Demand for new production locations outside China
In the longer run, as awareness grows of the hazards of over-dependence on China for all manufactured products (from medical supplies and ventilators to iPhones), buyers and investors around the world will seek production locations outside China. Countries such as Morocco have a unique opportunity to use the economic downturn to position themselves as viable manufacturing locations. If firms can survive the looming recession, success will hinge on a sufficiently large, trained, and agile workforce that is cost competitive, and can efficiently fulfill large orders for medium and high-tech products. However, these firms often lack technical training in their workforce, largely because companies rarely invest in costly training. To address this, it might be beneficial for governments to provide financial assistance and training for workers during the downturn.
Government interventions
LIC and LMIC governments could design assistance programs for manufacturing firms to survive the downturn, bounce back faster and stronger, and diversify into higher-value production. Part of the government funding for this initiative could come from a thorough review of the existing public investment programs, leading to a reallocation of capital to current expenditure—this policy action could also be enhanced with foreign aid. Bilateral aid could also come from reshuffling the existing pipeline of projects and programs across all sectors.
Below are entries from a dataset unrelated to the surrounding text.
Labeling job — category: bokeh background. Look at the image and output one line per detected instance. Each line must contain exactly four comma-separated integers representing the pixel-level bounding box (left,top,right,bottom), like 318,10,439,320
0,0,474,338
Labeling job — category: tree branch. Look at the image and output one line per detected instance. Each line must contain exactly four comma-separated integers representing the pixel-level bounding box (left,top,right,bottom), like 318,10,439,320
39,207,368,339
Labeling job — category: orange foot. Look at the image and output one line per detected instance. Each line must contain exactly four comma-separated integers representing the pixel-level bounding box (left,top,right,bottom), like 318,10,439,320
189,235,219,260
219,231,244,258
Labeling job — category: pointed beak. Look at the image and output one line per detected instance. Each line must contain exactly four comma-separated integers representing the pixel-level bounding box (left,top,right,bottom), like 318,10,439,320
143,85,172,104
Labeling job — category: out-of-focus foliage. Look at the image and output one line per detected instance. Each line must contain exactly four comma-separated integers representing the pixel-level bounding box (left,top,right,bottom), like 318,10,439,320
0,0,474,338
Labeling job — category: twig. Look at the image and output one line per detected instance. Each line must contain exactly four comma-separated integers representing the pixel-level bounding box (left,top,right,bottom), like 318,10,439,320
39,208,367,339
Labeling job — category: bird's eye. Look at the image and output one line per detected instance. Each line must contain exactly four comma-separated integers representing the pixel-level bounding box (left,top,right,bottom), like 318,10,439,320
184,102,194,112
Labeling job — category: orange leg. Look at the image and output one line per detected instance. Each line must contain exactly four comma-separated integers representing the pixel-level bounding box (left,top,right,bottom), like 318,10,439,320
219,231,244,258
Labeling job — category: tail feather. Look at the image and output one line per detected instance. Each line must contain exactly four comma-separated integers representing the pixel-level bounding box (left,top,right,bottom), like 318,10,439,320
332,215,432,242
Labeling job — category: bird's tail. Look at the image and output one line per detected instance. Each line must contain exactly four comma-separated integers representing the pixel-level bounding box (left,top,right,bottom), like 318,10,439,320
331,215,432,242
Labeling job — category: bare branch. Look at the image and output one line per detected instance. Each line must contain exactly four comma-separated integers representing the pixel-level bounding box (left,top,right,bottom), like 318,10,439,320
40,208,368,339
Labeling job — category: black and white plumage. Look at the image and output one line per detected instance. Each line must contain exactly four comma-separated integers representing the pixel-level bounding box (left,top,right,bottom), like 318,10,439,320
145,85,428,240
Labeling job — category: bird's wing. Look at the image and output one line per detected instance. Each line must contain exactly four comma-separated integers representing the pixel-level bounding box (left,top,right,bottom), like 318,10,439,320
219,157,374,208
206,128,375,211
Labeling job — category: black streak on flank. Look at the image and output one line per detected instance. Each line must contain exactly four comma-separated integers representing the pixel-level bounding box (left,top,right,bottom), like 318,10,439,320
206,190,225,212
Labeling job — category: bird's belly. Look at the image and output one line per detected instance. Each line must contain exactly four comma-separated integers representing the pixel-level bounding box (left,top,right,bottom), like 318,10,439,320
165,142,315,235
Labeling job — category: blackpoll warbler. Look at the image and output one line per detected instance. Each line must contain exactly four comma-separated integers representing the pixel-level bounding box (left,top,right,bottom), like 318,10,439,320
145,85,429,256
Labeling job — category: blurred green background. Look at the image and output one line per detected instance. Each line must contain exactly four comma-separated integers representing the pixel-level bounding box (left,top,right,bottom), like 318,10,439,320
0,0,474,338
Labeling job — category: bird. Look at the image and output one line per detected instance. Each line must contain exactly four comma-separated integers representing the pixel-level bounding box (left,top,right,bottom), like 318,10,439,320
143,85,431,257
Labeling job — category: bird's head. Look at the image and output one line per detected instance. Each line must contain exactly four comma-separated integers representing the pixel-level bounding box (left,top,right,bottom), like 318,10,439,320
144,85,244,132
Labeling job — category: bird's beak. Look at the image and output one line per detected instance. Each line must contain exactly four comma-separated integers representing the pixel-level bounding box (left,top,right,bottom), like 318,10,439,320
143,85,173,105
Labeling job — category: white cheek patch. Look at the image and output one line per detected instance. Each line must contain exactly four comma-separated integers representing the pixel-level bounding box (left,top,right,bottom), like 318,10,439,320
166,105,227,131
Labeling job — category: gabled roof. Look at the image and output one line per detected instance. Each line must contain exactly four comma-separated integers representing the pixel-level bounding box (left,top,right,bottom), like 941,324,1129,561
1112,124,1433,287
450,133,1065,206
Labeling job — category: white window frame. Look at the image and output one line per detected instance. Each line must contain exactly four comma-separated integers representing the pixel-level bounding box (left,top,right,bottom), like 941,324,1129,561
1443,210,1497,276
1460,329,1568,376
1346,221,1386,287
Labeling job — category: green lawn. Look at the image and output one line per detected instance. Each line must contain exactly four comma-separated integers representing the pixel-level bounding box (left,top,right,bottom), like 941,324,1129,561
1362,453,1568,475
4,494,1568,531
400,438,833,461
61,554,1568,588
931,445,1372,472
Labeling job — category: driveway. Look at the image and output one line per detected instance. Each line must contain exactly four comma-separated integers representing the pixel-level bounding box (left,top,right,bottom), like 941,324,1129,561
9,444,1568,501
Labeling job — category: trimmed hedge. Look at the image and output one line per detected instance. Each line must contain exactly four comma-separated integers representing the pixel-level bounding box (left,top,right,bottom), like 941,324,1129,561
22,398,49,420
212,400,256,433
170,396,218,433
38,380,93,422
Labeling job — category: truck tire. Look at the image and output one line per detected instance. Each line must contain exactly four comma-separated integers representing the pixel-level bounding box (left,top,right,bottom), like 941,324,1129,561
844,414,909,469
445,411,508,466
Financial assistance to help firms retain employees will have to be disbursed in the short-term, but unless it is paired with technical assistance to facilitate retraining and retooling, the long-term benefits will be minimal. In the short term, a two-pronged aid package to help reorient firms in LICs and LMICs towards the production of simple medical gear and equipment for COVID-19 will be needed:
• Financial assistance: either in the form of grants or low-interest loans (low interest rates will help some firms, but access to bank loans might be constrained at this time) to manufacturing firms that retain at least a part of their workforce during the idle time.
• Technical assistance (especially for SMEs): composed of a toolkit that governments (including health authorities) could prepare, containing information about: (a) appropriate technologies used to make the medical products and equipment; and (b) where to purchase raw materials and other intermediate inputs.
The nature of support should also be contingent on how firm owners propose to use paid worker-time during the downturn in the next three months. Firms targeted for financing could include those that commit to retaining and retraining at least a portion of their workforce and: i) provide three months of paid worker time for retooling, specifically for COVID-19 products; ii) upgrade their equipment and facilities to expand production capabilities; and iii) undertake radical innovations that require new processes to produce more sophisticated products. These actions may not be all feasible during the lockdown, but could be taken during the transition period before a full resumption of all economic activities begins.